Do I or don’t I?

On August 26, 2011, in news, by

[GUIDE] Install ClockworkMod, a ROM, Flash Player, and the Market Fix – xda-developers:
http://forum.xda-developers.com/showthread.php?t=865245
So I’m debating about hacking one of my two viewsonic tablets … but I’ll admit this feels very much going down the jailbreaking route or hacking up something.

Not to mention… I’m really not a developer.  So.. do I want to hack up a gtablet or not?

 

6 Responses to Do I or don’t I?

  1. mjwelte says:

    Go for it. It is not that hard. If you have any command line experience, (which you have plenty) then it is not difficult to do. I have rooted a Nook Color and a Droid 2 and I am happy with both. The development community moves light years faster than the OEM’s and are much faster to fix bugs and add features. If you don’t mind voiding the warranty then rooting is worth it.

  2. Richard says:

    How’s Life?

    Do you ‘need’ to hack it? 🙂 I jailbroke my iPad just so I could use the program to put the ip address and ssid in the title bar for reference.

    Looking forward to putting android on the HP touchpad

  3. Mike Campbell says:

    Have put Cyanogen Mod7 on two Viewsonic gTablets. Much faster than the stock firmware. But – and this is a big deal – I’m finding that all of a sudden applications that I used to run are listed as incompatible with my device in the Market. I guess it’s not really a big deal unless one of the applications is something you use all the time.

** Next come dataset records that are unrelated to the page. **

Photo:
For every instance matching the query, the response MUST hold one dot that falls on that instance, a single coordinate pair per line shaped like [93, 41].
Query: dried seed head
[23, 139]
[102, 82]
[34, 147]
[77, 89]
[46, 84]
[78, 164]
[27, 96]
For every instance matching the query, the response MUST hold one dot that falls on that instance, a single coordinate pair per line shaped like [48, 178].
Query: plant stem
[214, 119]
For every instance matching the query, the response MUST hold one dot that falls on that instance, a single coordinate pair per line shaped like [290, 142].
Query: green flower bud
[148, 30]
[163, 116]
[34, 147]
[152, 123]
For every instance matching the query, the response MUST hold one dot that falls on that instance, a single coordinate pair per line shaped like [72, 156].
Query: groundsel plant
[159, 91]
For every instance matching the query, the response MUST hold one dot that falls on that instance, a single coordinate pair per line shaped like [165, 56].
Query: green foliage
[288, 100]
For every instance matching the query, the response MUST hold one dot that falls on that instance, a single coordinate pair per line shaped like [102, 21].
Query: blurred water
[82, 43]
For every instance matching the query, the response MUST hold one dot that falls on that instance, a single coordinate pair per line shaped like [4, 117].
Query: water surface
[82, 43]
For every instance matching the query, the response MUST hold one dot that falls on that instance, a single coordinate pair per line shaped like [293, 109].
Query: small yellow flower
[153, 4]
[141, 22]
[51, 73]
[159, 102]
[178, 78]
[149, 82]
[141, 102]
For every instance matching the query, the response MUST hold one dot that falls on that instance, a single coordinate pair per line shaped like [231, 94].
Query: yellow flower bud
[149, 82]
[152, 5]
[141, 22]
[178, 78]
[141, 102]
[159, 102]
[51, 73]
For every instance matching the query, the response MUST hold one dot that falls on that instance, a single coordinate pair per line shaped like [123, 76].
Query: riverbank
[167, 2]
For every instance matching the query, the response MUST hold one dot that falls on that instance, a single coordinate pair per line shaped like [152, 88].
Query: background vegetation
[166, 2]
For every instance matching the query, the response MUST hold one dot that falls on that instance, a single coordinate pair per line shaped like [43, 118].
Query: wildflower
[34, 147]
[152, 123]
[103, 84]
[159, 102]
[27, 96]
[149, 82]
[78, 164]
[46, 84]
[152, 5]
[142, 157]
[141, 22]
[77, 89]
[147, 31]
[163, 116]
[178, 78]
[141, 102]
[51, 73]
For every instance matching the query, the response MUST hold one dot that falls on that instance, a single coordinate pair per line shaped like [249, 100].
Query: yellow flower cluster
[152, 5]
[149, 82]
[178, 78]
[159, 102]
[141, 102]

    But I agree with mjwelte, that these alternative ROM developers are always pushing the “what’s next” envelope. And it’s easy if you can follow directions. Email me – mike [at] thedotcomfactory [dot] com – and I can dig up the articles I followed.

    Hey Richard – How’s Life?

  4. Joe Raby says:

    I’m not sure how much I would trust hacks, that by their nature, exploit security flaws in the underlying system to get executable code onto the device.

    How often do you hack your own Windows Servers up to get some kind of applet loaded into it?

    How often do third-parties try this on your behalf? 8|

  5. Simon Thomson says:

    When considering how much you trust “hacked” ROMs also consider that the founding developer of one of the primary custom ROMs, Cyanogen, has just been hired by Samsung to develop for their Android offerings. To me that speaks for their intent and skill.

    Otherwise it’s a question of need. Has your device provider loaded it with unremoveable junkware? Are you restricted from using an app you need?

    One huge plus for ClockworkMod is Nandroid backup which gives you full image level backups of your device. Along with the usual performance and usability benefits provided by the better custom ROMs.

  6. Joe Raby says:

    Me and Samsung don’t have a good relationship anyway.

    Their hard drives suck. Hard. There’s a reason they sell for $10-15 less than everybody else. I don’t think I’ve ever seen a Samsung hard drive last beyond 2 years without major ECC problems or bad sectors (SpinRite’s proof is telling), and MDG Canada, Canada’s biggest independent computer company (they also suck, but for other reasons that I don’t have space here to get into), ended a long exclusive relationship with Samsung where they were including their hard drives and optical drives in every system design. This was done a few years ago.

    Also, from the number of people that bought Samsung LCD TV’s that failed less than 3 years after being bought, no, I don’t trust Samsung’s reputation any more than the average hacker. Maybe they should hire some of the hackers to actually improve security on these devices, instead of trying to implement features that they should have in the first place. To me, that says volumes about their priorities too.